= David Seipp =

American scholar

David John Seipp (born October 19, 1955) is an American legal scholar. He is Professor of Law Emeritus at Boston University, where he taught from 1986 to 2024. Seipp served as director of the American Society for Legal History and serves as trustee of the Ames Foundation.

== Early life and education ==
Seipp was born on October 19, 1955, in Dubuque, Iowa. Seipp is the son of Norbert H. Seipp, a native of Dubuque. He entered Harvard College in 1973, graduating in 1977 with a Bachelor of Arts in history, summa cum laude, with membership in Phi Beta Kappa as a Presidential Scholar. In 1979, he received a second B.A. from Merton College, Oxford, in jurisprudence, then a Bachelor of Laws from St John's College, Cambridge, in 1980. He returned to the United States in 1980 to attend Harvard Law School, where he entered with advanced standing as a second-year student. He graduated magna cum laude in 1982 and was an editor of the Harvard Law Review.

== Career ==
From 1982 to 1983, Seipp was a law clerk to Judge Henry Friendly of the United States Court of Appeals for the Second Circuit. He was in private practice afterward at Foley Hoag as an associate attorney, practicing appellate litigation, intellectual property, government contracting, administrative law, and disability rights. He left in 1986 to become a professor at the Boston University School of Law.

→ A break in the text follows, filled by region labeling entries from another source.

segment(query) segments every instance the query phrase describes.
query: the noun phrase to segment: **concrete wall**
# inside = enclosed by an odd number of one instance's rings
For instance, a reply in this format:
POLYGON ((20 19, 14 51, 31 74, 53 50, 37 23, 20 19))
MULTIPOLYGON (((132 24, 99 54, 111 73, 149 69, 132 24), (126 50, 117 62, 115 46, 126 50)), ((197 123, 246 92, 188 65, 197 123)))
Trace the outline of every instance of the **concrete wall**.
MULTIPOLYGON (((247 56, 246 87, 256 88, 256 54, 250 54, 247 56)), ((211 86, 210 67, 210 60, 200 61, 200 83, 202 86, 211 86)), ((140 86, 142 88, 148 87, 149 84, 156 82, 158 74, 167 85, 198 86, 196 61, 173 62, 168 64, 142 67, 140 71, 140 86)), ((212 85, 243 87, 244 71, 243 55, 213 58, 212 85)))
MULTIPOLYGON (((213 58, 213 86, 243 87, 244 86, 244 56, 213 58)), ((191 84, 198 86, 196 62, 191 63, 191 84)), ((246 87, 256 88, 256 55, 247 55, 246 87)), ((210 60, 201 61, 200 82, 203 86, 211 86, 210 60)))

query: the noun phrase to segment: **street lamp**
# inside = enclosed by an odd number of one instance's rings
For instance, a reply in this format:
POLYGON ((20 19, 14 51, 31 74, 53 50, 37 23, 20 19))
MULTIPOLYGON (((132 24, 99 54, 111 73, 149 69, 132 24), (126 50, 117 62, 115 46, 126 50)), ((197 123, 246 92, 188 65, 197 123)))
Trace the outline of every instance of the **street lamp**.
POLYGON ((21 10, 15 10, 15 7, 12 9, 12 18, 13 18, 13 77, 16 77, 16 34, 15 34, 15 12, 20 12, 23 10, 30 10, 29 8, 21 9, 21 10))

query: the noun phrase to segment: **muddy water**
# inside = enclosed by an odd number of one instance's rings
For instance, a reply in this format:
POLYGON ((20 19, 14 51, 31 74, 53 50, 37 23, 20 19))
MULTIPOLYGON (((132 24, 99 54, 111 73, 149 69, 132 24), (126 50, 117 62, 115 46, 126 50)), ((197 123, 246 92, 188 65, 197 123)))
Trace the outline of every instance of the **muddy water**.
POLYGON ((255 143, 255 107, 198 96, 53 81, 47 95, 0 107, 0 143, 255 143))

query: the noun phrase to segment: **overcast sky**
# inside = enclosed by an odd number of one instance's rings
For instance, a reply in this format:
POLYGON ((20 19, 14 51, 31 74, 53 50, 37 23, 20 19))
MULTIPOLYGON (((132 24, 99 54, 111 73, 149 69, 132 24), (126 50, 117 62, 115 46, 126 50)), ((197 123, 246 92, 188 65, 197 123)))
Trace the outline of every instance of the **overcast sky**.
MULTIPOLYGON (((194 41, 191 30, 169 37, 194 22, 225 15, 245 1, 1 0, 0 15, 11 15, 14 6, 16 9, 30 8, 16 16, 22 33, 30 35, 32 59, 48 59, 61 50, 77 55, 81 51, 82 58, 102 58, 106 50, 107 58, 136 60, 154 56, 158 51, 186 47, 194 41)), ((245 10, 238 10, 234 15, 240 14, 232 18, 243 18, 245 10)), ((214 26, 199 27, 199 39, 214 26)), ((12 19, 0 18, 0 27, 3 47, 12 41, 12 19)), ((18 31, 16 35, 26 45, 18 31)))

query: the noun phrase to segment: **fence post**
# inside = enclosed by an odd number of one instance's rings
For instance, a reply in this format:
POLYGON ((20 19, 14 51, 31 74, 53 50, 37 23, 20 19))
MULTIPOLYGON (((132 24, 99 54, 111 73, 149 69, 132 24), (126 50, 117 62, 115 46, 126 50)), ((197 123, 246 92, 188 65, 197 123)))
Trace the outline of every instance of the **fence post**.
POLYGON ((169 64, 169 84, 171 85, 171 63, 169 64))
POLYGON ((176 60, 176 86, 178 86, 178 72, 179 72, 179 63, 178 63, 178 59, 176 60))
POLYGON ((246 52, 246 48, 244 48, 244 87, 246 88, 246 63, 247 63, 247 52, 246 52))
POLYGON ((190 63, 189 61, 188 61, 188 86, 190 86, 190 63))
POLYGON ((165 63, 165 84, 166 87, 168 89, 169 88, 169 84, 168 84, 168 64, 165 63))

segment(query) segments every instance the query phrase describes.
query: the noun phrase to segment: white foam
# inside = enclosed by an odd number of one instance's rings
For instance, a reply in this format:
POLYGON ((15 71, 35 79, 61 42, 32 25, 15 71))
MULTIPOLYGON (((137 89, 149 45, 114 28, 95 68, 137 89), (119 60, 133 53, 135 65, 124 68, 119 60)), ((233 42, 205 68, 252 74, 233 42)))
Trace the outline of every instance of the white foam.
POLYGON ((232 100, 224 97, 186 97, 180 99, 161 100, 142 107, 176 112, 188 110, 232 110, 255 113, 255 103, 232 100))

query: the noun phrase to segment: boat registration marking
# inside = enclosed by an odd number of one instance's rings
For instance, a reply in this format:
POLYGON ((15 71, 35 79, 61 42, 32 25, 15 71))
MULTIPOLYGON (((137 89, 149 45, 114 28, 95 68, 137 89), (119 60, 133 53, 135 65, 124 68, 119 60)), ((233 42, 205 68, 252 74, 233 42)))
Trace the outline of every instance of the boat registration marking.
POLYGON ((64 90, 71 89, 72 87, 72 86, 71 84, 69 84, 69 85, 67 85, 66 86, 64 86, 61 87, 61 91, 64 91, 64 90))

Seipp has compiled a database of 22,318 records that index and paraphrase printed law reports of England's central royal courts between 1268 and 1535, known as the Year Books.

Seipp is a life member of the American Law Institute.

== Personal life ==
Seipp married Carol Frances Lee, general counsel of the Export–Import Bank of the United States, on September 10, 1994. Judge Patricia Wald officiated the marriage.